In most circumstances, inheritance planning is relatively straightforward, particularly where you want to leave your property to your surviving children. Passing down property to children is generally an uncomplicated process and easily accomplished.
Yet, there are various issues that may complicate the inheritance of children and consequently your inheritance planning. In this post, I will discuss the inheritance of children and some of the issues that may arise in nontraditional or unusual situations.
As I discussed in more detail in a previous post, Arkansas law assumes that a child unmentioned in a will was left out unintentionally by the testator. Consequently, such an unmentioned child will inherit what he or she would have had the testator died without a will.
Disinheriting a child, therefore, requires that the will specifically mention the child and state that the child—or class of children or children in general—are not to inherit.
Inheritance of Adopted Children
For purposes of inheritance, Arkansas considers adopted children the children of their adopted parents. Consequently, they will be treated the same as natural born children for inheritance purposes.
The other side to this is that they cannot inherit from their natural parents once adopted with the sole exception that children adopted by the spouse of a natural parent may still inherit from their other natural parent, so long as that parent retains parental rights. So, the adoption of a child by a stepfather does not necessarily bar that child from also inheriting from his or her natural father.

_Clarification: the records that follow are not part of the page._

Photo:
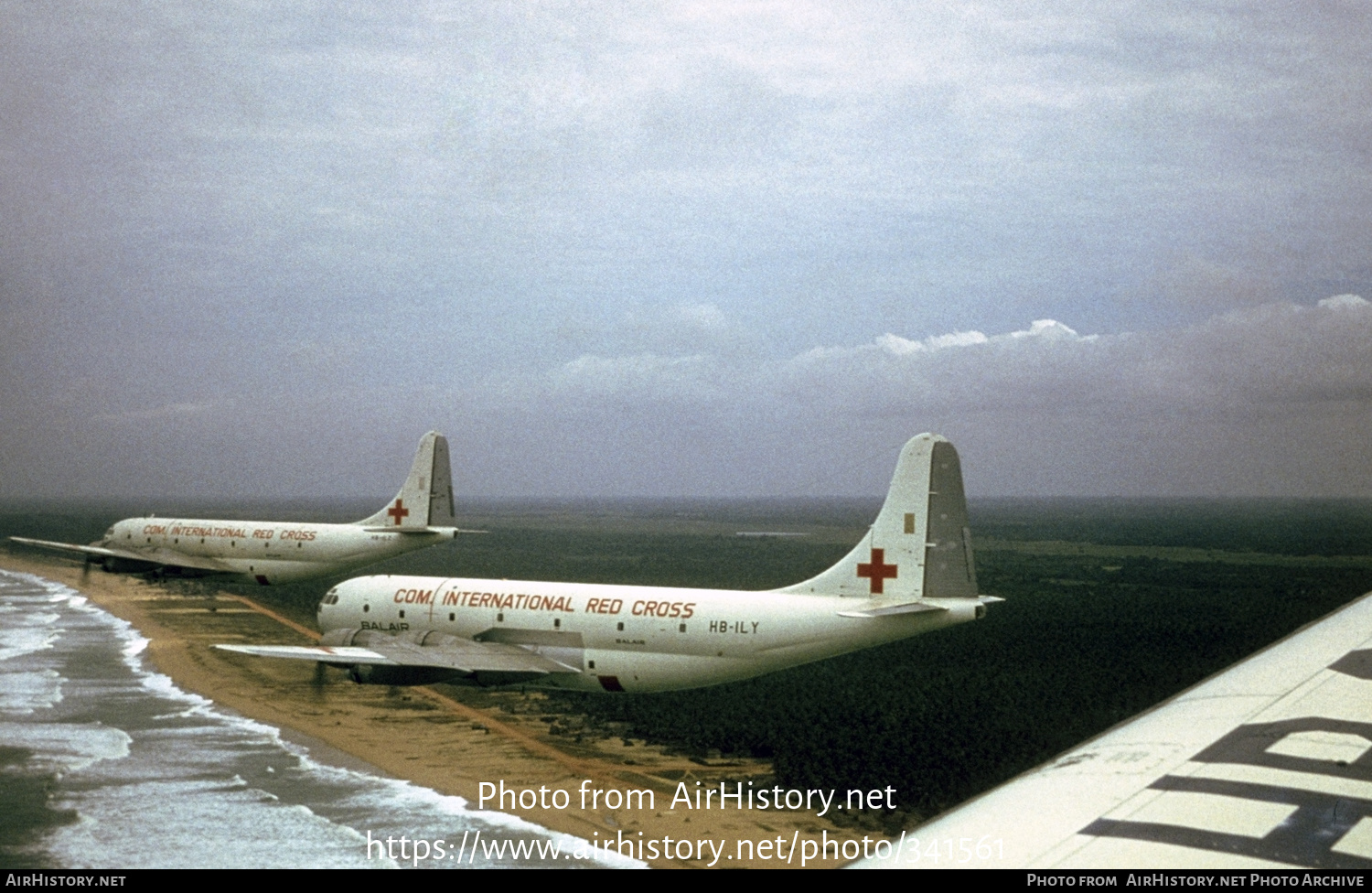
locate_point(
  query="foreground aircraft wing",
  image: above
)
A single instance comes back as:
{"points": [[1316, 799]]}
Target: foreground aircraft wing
{"points": [[455, 531], [156, 557], [1265, 764], [457, 654]]}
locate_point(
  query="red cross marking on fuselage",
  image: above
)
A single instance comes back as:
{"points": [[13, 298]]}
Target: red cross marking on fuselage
{"points": [[877, 571]]}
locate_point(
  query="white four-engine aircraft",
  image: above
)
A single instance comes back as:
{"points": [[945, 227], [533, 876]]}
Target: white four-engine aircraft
{"points": [[274, 552], [911, 574]]}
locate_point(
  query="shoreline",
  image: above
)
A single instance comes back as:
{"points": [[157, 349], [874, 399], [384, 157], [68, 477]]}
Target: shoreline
{"points": [[450, 739]]}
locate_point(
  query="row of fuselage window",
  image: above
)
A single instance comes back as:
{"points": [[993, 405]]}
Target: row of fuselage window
{"points": [[499, 618]]}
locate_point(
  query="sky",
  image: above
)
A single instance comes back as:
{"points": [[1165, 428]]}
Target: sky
{"points": [[696, 249]]}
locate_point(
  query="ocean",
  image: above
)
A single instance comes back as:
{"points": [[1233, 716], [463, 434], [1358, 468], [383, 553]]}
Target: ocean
{"points": [[106, 764]]}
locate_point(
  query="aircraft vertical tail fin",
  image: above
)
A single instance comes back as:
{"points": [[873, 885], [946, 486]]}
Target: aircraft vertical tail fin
{"points": [[427, 497], [921, 543]]}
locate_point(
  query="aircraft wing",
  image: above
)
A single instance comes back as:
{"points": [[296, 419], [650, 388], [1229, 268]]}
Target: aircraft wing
{"points": [[1265, 764], [389, 651], [156, 557], [446, 531]]}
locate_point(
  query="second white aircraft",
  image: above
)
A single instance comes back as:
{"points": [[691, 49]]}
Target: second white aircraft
{"points": [[276, 552], [911, 574]]}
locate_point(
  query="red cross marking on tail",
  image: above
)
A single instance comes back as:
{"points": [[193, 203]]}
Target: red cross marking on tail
{"points": [[877, 571]]}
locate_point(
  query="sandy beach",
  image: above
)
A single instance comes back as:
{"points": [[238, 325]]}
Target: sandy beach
{"points": [[455, 739]]}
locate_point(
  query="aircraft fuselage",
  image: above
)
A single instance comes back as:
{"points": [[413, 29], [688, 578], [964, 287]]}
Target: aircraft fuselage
{"points": [[628, 638], [266, 552]]}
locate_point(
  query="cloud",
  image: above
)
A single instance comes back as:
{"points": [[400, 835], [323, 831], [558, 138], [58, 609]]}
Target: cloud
{"points": [[1237, 405]]}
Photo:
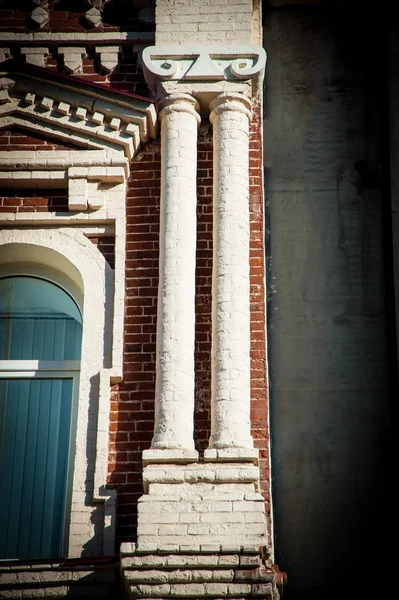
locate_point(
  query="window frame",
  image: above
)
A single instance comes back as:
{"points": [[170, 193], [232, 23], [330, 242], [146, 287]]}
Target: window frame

Inheritance rights go both ways in this regard. In a previous post, I pointed out that when an individual dies without a spouse, children, or a will, that person’s parents will inherit. In this situation, an individual’s adopted parents are considered that person’s parents. Natural parents cannot inherit through a child that has been adopted by someone else.
Again, the exception to this rule is where a stepparent adopts a child. In such a situation, the other natural parent may still inherit, though this exception only applies where the natural parent retains parental rights.
On this note, it is important to recognize that adoption is irreversible. Once it is done, it is done. So, when performing your inheritance planning, it is important to recognize the potential effects of adoption on your estate plan.
Sometimes adoptions are performed for the sole purpose of inheritance planning. One particularly odd situation, justifying a future post of its own, can arise in the setting of adult adoptions. On occasion, individuals, particularly individuals with large estates, have adopted spouses or significant others to ensure their inheritance rights.
This has struck many people as just plain creepy. Consequently, Arkansas does not recognize adult adoption of a spouse or any other individual with whom the adopting parent has a sexual relationship. Some jurisdictions, however, do recognize such adoptions, so it may be an issue in areas outside the state.
Posthumous children can present their own issues. As a general rule of thumb, a child born within 280 days of a deceased husband’s death is presumed to be the child of the deceased husband, though this is rebuttable.
The most controversial situations arise where children are born by virtue of a deceased husband’s frozen sperm or by frozen embryos. Modern technology allows a man to father children years after his death. States and jurisdictions differ on this, and resolving the matter for purposes of federal benefits is a difficult issue.
At this time, Arkansas does not recognize inheritance rights for posthumous children where the onset of pregnancy occurs after the father’s death. For a detailed analysis of Arkansas law on this subject, click here.
Inheritance planning becomes a little more complicated where nonmarital children are involved. Children born out of wedlock—traditionally referred to as illegitimate children—can still inherit through their biological father. In fact, nonmarital children have as much inheritance rights as marital children.
Establishing paternity, however, can be difficult. Children born in wedlock are presumed to be the children of the husband—even though that is unfortunately not always the case—but nonmarital children must establish paternity.
For inheritance purposes, claims of paternity in Arkansas must be filed within 180 days of the beginning of probate proceedings. All evidence of paternity must be included in that filing. This creates a tight timeframe for gathering the necessary evidence, particularly where evidence of paternity had not been previously gathered.
Another method of inheritance planning takes the form of the advancement. An advancement occurs when an individual while living gives a gift to an intended will beneficiary that is meant to count against that individual’s eventual inheritance.
For there to be an advancement, there must be a writing contemporaneous with the gift that is signed by the giver that specifically says that it is an advancement or a writing by the recipient acknowledging the gift to be an advancement.
If such a writing exists, the gift will reduce the inheritance of the recipient. Without such a writing, however, it is simply a gift and will have no effect on the distribution of the decedent’s estate after death.
Inheritance of Siblings
While related more to intestate succession than specific inheritance planning, it is worth pointing out that a half-sibling is treated the same as a full-blood sibling. So, if an individual dies without a will and has no children, spouse, or living parents—or has a will that simply leaves his or her property to “my brothers and sisters”—half-siblings will inherit the same as full-blood siblings.